The race to find a cure for the COVID-19 pandemic continues globally. A potential vaccine by major phamacuetical company Pfizer and German partner BioNTech has shown promising results, and is expected to advance to the next trial phase by the end of July.

In a statement released on July 1, the companies announced that one of their four potential vaccine candidates has shown promising preliminary clinical data. Each vaccine represents a unique combination of mRNA format and target antigen. This vaccine, called BNT162b1, is the most advanced of the four.

The vaccine is being tested in an an ongoing US Phase 1/2 randomised, placebo-controlled, observer-blinded clinical trial, and the study aims to evaluate the safety, tolerability, and immunogenicity of escalating dose levels of BNT162b1.

The initial part of the study included 45 healthy adults ranging from 18 to 55 years of age, of which 36 received varying doses of the vaccine and nine received placebo-controlled doses. After 28 days, those who received the vaccine had elevated levels of neutralising antibodies, meaning it appeared to prevent the virus from functioning.

“Overall, the preliminary data demonstrated that BNT162b1 could be administered in a dose that was well tolerated and generated dose dependent immunogenicity, as measured by RBD-binding IgG concentrations and SARS-CoV-2 neutralizing antibody titers,” said Pfizer..

“We are encouraged by the clinical data of BNT162b1, one of four mRNA constructs we are evaluating clinically, and for which we have positive, preliminary, topline findings,” said Kathrin U. Jansen, Ph.D., Senior Vice President and Head of Vaccine Research & Development at Pfizer.

“We are dedicated to develop potentially groundbreaking vaccines and medicines, and in the face of this global health crisis, we approach this goal with the utmost urgency. We look forward to publishing our clinical data in a peer-reviewed journal as quickly as possible.”

The compay is now aiming to progress to a large, global Phase 2b/3 safety and efficacy trial. That trial may involve up to 30 000 healthy participants and is anticipated to begin in late July 2020, if regulatory approval to proceed is received.

“If the ongoing studies are successful and the vaccine candidate receives regulatory approval, the companies expect to manufacture up to 100 million doses by the end of 2020 and potentially more than 1.2 billion doses by the end of 2021,” adds Pfizer.
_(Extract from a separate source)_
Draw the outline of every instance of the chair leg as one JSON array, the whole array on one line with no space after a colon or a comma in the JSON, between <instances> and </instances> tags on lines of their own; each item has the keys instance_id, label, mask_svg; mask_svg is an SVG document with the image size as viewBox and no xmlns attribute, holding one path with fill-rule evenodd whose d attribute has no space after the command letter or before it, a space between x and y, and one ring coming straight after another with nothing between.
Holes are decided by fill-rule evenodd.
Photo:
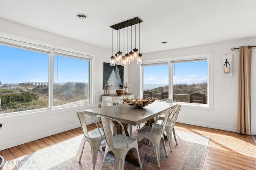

The vaccine would then be distributed worldwide except in China, where BioNTech has a collaboration with Fosun Pharma for BNT162 for both clinical development and commercialisation.

According to the World Health Organisation, there are curently 17 potential vaccines in human trials, and 132 in preclinical trials. Positive lab results have made the vaccines by AstraZeneca and Moderna the front runners.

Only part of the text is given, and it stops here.